Когда Гонора пришла в себя, на улице светило солнце. Во рту пересохло, и было трудно глотать. Все тело болело, особенно живот, где должен был быть ребенок. Не зная, родила ли она, Гонора погладила живот — он был забинтован.
Дверь палаты была закрыта. Из коридора доносились звуки мягких шагов и взрывы женского смеха. Какой-то странный звук, похожий на писк котенка, и тихий звон колокольчика привлекли ее внимание. Гонора прислушалась. Да это же детский плач! — догадалась она.
С трудом дотянувшись до кнопки звонка, Гонора позвонила.
Дверь тотчас же открылась, и в палату вошла пожилая сестра.
— Наконец-то вы пришли в себя, миссис Айвари.
— Я хочу видеть ребенка, — прошептала Гонора пересохшими губами.
Сестра подошла к кровати и разгладила и без того туго натянутые простыни.
— Все дети находятся в специальном отделении, дорогая.
— Но почему мне нельзя его увидеть? — Гонора заплакала.
— Хорошо, хорошо, дорогая. Доктор сейчас делает обход. Я позову его.
Через минуту дверь открылась, и доктор быстрым шагом подошел к ее кровати. Стетоскоп, висевший у него на шее, подпрыгивал в такт его шагам. Это был молодой человек со спокойным, слегка флегматичным лицом, очень похожий на Линкольна.
— Я доктор Таупин, — представился он, заведующий отделением акушерства и гинекологии. Как вы себя чувствуете? Если у вас болит шов, мы дадим вам обезболивающее.

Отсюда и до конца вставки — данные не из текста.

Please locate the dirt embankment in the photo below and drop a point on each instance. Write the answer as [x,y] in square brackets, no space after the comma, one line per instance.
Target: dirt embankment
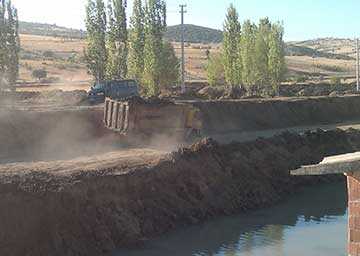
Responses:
[33,134]
[252,115]
[52,209]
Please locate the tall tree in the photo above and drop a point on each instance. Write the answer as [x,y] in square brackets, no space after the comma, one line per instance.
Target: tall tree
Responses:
[96,52]
[13,44]
[9,44]
[262,51]
[117,40]
[231,51]
[246,58]
[215,70]
[170,66]
[137,43]
[3,48]
[155,26]
[277,65]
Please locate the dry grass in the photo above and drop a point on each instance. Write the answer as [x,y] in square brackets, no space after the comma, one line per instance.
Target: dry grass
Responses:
[195,54]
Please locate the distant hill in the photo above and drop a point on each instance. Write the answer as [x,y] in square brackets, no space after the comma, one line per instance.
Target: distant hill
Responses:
[296,50]
[49,30]
[194,34]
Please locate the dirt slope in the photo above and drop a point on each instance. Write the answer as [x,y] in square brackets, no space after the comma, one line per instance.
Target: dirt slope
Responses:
[57,208]
[252,115]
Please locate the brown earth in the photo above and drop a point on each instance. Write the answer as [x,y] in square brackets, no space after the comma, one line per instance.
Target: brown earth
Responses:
[91,206]
[264,114]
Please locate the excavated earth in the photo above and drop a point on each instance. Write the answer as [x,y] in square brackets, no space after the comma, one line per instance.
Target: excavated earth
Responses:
[90,206]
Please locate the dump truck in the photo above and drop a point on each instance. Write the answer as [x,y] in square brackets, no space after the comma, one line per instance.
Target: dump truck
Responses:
[136,117]
[113,88]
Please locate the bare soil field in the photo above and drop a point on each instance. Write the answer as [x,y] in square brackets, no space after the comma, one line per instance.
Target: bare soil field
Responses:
[67,71]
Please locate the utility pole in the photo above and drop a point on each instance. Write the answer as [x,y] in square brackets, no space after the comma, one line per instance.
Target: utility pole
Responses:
[357,66]
[182,11]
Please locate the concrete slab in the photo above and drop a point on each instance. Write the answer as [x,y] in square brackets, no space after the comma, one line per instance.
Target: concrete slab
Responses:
[346,163]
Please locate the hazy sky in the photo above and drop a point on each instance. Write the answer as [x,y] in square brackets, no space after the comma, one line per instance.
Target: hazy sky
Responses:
[303,19]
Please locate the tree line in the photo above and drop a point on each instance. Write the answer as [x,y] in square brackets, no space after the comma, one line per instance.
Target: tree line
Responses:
[9,44]
[253,56]
[140,53]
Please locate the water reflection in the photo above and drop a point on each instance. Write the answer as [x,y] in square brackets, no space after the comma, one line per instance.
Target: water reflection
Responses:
[310,223]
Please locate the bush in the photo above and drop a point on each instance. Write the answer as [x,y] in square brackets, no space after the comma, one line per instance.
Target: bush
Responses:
[335,80]
[39,74]
[48,54]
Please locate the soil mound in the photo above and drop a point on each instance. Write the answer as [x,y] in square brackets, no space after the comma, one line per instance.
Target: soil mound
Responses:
[94,209]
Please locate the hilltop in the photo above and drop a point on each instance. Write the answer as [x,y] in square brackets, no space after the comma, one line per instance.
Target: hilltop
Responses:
[194,34]
[312,60]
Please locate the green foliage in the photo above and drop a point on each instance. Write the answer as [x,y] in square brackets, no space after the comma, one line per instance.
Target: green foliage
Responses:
[9,43]
[231,47]
[335,80]
[194,34]
[155,25]
[262,49]
[253,55]
[39,73]
[215,70]
[96,52]
[246,58]
[137,43]
[170,66]
[117,40]
[276,58]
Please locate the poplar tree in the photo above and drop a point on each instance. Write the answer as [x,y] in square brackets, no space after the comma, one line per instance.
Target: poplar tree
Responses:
[96,52]
[247,60]
[170,66]
[9,44]
[137,42]
[3,48]
[262,51]
[155,26]
[13,44]
[276,64]
[117,40]
[231,49]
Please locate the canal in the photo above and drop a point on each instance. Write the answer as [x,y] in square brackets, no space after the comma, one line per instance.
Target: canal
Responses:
[312,222]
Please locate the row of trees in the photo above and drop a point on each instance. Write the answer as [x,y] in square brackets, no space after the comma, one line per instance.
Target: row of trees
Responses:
[9,44]
[253,55]
[142,54]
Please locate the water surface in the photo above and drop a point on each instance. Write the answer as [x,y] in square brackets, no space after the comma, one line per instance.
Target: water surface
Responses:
[313,222]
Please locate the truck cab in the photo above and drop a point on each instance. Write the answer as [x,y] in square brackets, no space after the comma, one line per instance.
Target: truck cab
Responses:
[115,89]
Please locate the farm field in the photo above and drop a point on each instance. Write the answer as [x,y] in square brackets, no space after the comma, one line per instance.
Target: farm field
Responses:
[62,58]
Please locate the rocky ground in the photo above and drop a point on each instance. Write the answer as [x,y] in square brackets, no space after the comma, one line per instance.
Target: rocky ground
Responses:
[90,206]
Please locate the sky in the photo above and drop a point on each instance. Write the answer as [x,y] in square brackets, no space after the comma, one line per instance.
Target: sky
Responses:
[304,19]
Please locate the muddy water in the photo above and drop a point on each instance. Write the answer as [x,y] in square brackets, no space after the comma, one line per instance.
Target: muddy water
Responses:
[313,222]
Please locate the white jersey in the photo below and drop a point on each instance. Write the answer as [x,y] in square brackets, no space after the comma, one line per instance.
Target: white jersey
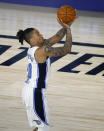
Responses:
[37,73]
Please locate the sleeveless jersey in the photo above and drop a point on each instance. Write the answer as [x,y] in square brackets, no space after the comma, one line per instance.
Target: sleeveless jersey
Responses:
[37,73]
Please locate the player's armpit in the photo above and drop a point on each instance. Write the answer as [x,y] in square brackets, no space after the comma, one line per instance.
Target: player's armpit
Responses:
[56,38]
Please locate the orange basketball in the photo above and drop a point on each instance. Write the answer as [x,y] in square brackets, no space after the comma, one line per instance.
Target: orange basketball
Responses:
[66,13]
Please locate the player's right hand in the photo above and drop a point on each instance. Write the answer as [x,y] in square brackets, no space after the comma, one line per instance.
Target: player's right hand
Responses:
[66,26]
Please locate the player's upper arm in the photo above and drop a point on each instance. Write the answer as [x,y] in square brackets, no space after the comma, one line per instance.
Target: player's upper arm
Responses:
[52,51]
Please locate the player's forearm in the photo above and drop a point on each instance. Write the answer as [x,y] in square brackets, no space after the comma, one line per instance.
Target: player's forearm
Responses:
[61,33]
[68,42]
[56,38]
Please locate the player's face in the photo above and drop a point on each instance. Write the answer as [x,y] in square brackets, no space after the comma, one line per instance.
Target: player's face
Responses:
[37,37]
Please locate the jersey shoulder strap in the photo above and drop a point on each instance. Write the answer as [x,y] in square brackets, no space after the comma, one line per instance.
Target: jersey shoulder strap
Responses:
[31,51]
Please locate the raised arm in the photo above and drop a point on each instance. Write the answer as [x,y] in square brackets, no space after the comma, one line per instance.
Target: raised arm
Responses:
[56,38]
[58,51]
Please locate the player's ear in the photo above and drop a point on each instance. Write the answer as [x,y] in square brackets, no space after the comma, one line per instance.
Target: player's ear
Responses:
[31,40]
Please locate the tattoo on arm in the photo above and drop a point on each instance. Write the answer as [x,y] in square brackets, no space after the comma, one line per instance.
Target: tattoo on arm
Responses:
[56,38]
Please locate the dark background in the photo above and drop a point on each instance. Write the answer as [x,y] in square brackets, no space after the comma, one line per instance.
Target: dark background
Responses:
[91,5]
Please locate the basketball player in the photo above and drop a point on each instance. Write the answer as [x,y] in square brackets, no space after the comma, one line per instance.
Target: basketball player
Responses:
[34,92]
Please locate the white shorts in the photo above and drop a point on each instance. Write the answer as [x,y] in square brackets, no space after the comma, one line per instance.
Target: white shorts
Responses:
[35,101]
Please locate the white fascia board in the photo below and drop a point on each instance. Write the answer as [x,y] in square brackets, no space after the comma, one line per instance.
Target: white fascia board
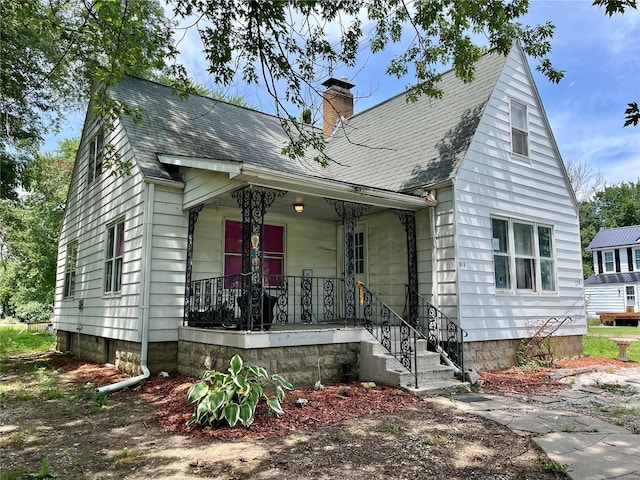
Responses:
[227,166]
[330,188]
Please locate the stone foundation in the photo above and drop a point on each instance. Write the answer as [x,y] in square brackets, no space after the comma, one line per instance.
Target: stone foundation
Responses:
[161,356]
[297,364]
[498,354]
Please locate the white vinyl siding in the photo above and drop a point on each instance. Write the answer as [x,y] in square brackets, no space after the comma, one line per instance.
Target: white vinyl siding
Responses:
[491,185]
[90,208]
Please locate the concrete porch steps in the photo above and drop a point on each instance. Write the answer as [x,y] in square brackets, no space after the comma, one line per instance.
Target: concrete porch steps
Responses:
[378,365]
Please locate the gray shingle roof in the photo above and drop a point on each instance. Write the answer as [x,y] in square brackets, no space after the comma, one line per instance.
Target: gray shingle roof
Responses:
[616,237]
[199,127]
[393,146]
[628,277]
[415,144]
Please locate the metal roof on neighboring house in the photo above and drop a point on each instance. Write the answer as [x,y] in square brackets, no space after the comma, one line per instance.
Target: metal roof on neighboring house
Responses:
[395,145]
[616,237]
[628,277]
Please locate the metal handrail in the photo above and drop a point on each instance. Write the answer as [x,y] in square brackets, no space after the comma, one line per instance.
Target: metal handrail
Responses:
[392,331]
[443,335]
[233,301]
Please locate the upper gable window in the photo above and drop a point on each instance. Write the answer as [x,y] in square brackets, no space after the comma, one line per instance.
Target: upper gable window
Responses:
[519,129]
[609,262]
[70,270]
[96,146]
[113,257]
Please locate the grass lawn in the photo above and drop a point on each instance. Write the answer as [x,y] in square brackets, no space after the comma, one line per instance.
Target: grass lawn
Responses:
[597,342]
[16,339]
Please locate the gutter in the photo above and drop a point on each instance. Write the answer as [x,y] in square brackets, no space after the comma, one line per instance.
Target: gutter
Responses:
[145,275]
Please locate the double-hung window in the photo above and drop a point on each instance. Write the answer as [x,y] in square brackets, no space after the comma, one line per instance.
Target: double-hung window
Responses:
[609,262]
[519,129]
[523,252]
[70,270]
[96,146]
[113,257]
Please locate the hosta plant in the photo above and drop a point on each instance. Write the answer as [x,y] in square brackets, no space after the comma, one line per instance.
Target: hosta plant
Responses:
[234,396]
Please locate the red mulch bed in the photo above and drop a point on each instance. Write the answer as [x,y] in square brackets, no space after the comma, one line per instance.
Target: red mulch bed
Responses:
[324,408]
[533,380]
[169,395]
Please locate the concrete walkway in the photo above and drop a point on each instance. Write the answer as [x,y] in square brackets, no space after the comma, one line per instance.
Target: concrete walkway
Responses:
[590,448]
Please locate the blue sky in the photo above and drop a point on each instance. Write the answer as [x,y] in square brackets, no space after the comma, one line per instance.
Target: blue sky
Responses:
[601,60]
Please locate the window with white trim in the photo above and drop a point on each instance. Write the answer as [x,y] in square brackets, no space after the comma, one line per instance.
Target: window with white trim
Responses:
[70,270]
[609,262]
[519,129]
[113,257]
[525,252]
[96,146]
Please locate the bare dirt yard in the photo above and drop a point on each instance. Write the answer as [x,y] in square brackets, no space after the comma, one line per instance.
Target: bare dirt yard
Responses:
[49,409]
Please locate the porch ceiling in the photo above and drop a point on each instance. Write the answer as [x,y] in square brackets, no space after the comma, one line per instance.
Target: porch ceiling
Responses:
[308,189]
[314,207]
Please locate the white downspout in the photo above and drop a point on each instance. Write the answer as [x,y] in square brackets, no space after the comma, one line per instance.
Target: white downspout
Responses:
[145,274]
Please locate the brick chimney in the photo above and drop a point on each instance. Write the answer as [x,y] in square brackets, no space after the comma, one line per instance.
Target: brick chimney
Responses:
[337,103]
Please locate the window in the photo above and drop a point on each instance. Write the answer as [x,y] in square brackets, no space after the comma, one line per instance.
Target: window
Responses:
[530,261]
[113,255]
[547,264]
[609,263]
[95,157]
[70,270]
[271,246]
[501,253]
[359,244]
[519,130]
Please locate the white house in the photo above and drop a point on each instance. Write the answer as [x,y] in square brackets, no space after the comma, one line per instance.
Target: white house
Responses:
[615,285]
[455,214]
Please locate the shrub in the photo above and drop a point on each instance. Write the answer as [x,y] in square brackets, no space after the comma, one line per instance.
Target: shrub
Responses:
[234,396]
[34,312]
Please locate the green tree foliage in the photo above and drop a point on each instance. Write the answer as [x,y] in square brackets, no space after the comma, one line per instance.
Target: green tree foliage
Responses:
[30,226]
[614,206]
[52,52]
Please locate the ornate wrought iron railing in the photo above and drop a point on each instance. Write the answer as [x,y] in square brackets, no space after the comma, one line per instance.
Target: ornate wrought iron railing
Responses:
[235,302]
[393,332]
[443,334]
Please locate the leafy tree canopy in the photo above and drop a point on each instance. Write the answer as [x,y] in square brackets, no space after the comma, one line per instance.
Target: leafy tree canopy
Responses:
[53,50]
[30,226]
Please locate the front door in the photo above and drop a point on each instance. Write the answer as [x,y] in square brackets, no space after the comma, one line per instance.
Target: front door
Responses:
[631,297]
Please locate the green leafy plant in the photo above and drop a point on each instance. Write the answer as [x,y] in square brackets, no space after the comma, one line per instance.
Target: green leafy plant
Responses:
[234,396]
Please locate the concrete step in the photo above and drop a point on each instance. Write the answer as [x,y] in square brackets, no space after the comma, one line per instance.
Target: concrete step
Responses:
[378,365]
[442,387]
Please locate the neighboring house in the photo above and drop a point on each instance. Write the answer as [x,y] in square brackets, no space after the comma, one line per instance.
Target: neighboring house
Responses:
[615,286]
[456,208]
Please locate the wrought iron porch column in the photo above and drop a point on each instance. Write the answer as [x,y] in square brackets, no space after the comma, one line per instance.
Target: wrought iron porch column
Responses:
[193,218]
[408,220]
[254,202]
[349,213]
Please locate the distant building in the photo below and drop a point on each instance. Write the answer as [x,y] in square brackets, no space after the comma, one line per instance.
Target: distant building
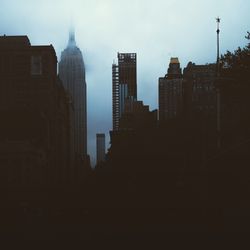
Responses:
[124,84]
[35,114]
[136,115]
[199,90]
[170,92]
[100,148]
[72,74]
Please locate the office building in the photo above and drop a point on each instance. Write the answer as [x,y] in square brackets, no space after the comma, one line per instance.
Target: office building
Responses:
[35,114]
[170,92]
[72,74]
[124,84]
[100,148]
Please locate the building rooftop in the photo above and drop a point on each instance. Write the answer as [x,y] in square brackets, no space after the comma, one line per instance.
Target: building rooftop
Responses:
[174,60]
[14,41]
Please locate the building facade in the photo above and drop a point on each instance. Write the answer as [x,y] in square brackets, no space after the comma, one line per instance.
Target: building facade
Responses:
[100,148]
[72,74]
[124,84]
[35,114]
[170,92]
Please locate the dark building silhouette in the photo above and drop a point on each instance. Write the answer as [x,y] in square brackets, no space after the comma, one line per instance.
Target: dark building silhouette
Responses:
[170,92]
[72,74]
[124,84]
[35,115]
[199,88]
[136,115]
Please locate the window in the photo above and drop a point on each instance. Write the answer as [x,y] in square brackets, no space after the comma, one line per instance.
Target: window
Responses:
[36,65]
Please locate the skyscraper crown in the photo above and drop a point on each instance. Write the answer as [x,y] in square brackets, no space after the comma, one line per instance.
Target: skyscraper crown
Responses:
[72,42]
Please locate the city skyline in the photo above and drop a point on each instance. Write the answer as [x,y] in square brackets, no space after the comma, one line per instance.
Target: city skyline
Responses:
[163,27]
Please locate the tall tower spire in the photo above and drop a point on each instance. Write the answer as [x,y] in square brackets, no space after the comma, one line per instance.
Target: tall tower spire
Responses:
[218,43]
[72,42]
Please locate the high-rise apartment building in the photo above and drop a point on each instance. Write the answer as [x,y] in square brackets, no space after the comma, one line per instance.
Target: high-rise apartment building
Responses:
[35,115]
[199,89]
[170,92]
[124,84]
[72,74]
[100,148]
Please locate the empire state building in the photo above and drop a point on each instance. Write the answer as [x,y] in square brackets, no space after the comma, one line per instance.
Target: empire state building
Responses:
[72,74]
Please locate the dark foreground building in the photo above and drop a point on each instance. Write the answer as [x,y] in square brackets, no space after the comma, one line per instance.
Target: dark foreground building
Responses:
[35,112]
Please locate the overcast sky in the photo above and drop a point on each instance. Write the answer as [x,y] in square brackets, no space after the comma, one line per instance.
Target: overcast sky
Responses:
[155,29]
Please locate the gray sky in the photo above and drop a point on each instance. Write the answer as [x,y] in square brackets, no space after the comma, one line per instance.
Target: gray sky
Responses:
[155,29]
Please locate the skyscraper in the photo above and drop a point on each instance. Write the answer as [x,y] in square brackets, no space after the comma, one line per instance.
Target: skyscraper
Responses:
[72,74]
[124,84]
[35,114]
[100,148]
[170,92]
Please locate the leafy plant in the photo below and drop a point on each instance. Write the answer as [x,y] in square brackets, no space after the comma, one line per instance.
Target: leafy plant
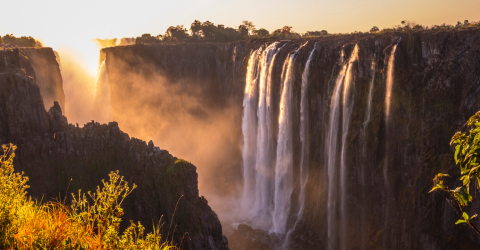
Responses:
[467,157]
[92,221]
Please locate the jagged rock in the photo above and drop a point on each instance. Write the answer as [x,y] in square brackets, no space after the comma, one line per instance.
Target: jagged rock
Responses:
[56,155]
[247,238]
[435,91]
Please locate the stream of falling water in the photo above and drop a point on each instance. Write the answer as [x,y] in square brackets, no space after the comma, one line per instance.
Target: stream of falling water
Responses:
[263,206]
[304,134]
[363,135]
[249,125]
[303,139]
[102,99]
[388,97]
[347,111]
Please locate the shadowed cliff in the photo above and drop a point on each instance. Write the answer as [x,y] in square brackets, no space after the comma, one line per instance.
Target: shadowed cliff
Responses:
[57,155]
[435,91]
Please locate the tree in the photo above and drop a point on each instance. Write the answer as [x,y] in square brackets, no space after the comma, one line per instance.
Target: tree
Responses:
[178,32]
[261,33]
[196,27]
[374,29]
[249,26]
[148,39]
[243,30]
[467,150]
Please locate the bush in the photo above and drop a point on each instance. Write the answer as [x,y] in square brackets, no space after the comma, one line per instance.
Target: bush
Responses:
[467,150]
[24,41]
[91,222]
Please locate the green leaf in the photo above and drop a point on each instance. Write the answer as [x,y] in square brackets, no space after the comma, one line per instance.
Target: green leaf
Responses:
[444,175]
[461,196]
[457,150]
[460,221]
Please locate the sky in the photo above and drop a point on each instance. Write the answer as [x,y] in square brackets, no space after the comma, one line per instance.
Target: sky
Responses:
[70,25]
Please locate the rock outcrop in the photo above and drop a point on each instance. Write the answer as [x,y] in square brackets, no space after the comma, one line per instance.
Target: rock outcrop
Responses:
[60,158]
[435,91]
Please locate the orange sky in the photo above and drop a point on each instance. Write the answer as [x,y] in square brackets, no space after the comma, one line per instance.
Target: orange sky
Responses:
[69,26]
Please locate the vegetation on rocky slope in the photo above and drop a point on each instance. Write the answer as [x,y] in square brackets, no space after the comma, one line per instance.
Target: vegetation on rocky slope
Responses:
[92,221]
[467,152]
[209,32]
[24,41]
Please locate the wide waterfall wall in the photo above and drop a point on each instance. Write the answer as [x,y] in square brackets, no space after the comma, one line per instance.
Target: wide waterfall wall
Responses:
[381,112]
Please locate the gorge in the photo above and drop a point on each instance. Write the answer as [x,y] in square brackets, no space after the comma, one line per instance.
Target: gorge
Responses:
[323,143]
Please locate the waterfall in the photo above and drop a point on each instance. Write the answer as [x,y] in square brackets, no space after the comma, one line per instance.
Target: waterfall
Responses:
[347,111]
[391,63]
[363,134]
[249,129]
[102,99]
[370,91]
[331,151]
[263,206]
[304,137]
[388,97]
[284,159]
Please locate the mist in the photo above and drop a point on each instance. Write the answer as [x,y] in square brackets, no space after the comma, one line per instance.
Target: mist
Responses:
[188,118]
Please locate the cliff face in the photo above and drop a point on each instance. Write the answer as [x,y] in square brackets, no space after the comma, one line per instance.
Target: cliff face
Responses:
[390,162]
[52,153]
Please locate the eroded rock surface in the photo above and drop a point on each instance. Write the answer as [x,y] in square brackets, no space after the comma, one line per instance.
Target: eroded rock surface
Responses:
[56,155]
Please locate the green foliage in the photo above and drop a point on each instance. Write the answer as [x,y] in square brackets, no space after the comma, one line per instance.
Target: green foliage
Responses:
[467,151]
[91,222]
[465,218]
[148,39]
[261,33]
[12,196]
[24,41]
[374,29]
[316,33]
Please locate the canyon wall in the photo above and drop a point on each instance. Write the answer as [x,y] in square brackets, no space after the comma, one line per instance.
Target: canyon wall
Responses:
[60,158]
[407,94]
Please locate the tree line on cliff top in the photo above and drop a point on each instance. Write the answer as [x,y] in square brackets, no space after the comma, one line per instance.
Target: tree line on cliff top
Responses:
[209,32]
[9,40]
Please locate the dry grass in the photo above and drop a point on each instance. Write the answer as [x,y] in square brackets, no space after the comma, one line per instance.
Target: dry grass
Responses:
[91,222]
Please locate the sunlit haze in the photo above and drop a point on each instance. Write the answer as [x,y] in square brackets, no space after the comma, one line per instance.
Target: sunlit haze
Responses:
[70,25]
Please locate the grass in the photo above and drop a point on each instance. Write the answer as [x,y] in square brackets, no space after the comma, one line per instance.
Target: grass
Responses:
[92,221]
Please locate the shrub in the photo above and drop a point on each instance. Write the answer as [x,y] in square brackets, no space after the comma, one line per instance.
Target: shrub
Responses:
[91,222]
[467,151]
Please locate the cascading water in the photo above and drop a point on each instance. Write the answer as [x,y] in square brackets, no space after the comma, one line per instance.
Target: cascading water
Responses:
[331,151]
[304,137]
[363,134]
[102,101]
[388,97]
[347,111]
[249,129]
[284,160]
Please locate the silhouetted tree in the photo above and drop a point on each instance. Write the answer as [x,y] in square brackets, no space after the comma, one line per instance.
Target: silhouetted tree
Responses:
[261,33]
[374,29]
[178,32]
[249,25]
[147,39]
[24,41]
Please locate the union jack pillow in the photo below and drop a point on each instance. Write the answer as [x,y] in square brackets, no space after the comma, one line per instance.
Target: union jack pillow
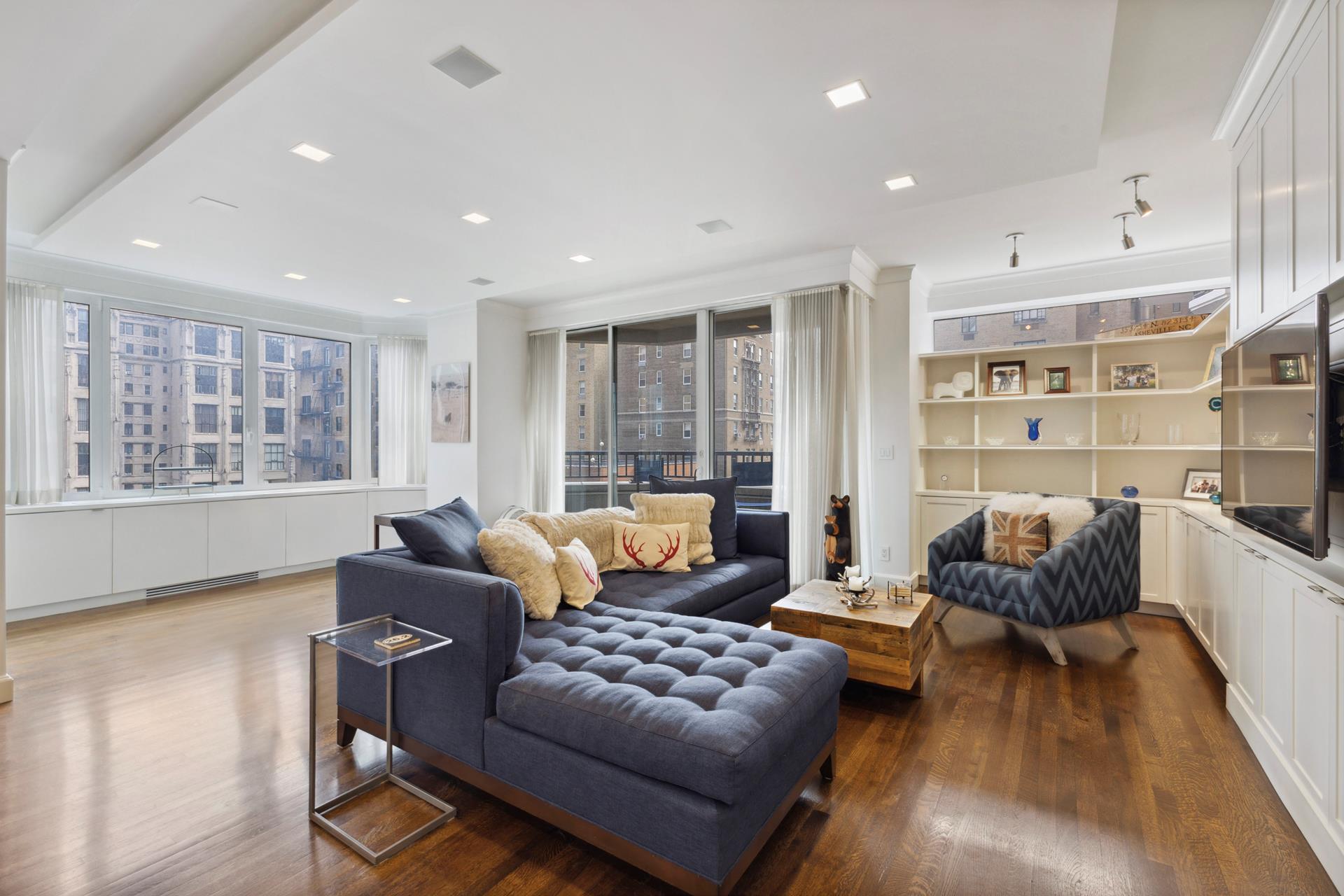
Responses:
[1019,539]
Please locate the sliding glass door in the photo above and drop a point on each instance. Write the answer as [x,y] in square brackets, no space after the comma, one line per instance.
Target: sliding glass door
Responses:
[743,403]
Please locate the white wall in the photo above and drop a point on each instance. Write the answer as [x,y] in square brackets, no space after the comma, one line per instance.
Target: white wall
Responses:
[6,680]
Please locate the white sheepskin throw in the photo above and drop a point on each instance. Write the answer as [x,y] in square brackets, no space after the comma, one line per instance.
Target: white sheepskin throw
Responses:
[670,510]
[1009,503]
[517,552]
[1068,514]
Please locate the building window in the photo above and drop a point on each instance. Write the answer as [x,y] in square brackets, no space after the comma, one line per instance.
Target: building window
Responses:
[308,407]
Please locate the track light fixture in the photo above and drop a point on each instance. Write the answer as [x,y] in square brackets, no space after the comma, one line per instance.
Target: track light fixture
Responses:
[1126,239]
[1142,206]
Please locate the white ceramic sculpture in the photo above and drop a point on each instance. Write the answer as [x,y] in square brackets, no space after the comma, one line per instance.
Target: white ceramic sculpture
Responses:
[960,384]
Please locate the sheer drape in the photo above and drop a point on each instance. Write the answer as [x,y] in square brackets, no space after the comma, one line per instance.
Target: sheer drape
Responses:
[35,393]
[823,419]
[543,430]
[402,410]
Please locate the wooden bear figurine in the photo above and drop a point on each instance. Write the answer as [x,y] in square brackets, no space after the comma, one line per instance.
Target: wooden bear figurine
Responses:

— Шов? Вы что, сделали мне кесарево сечение?
Доктор кивнул и, взяв стул, сел рядом с кроватью.
— Вы что-нибудь помните?
— Только то, что я очень кричала, — виновато ответила Гонора.
— Вам пришлось туго, — голос доктора был ровным, лицо непроницаемым.
— Я помню только яркий свет и свои крики.
Доктор снова кивнул.
— Ребенок лежал поперек живота, а не вниз головкой. Случай был трудным, поэтому позвали меня.
— Что с ребенком?
Доктор взял Гонору за руку.
— Я сделал все, что мог, но ребенок родился мертвым.
— Мертвым? Но его сердце билось, когда я лежала в родовой палате.
Доктор Таупин нахмурился.
— Как я вам уже сказал, роды были сложными. Мне очень жаль, очень. Вас поздно доставили. — Его голос звучал сердито.
Береза за окном грустно склонила ветви, отбрасывая длинные тени на стену соседнего дома.
— Миссис Айвари, — доктор погладил ей руку, — я понимаю, как трудно примириться с мыслью о потере ребенка, но вы должны благодарить Бога, что сами остались живы.
— Кто это был?
— Мальчик.
— У него что-то было не так?
— Ничего.
— Я хочу сказать, у него были какие-то отклонения?
— Нет. Он был нормальным.
— У меня была трудная работа. Я носила тяжелые подносы.
— Это не повредило ему. Вы ни в чем не виноваты, — голос доктора стал еще более сердитым.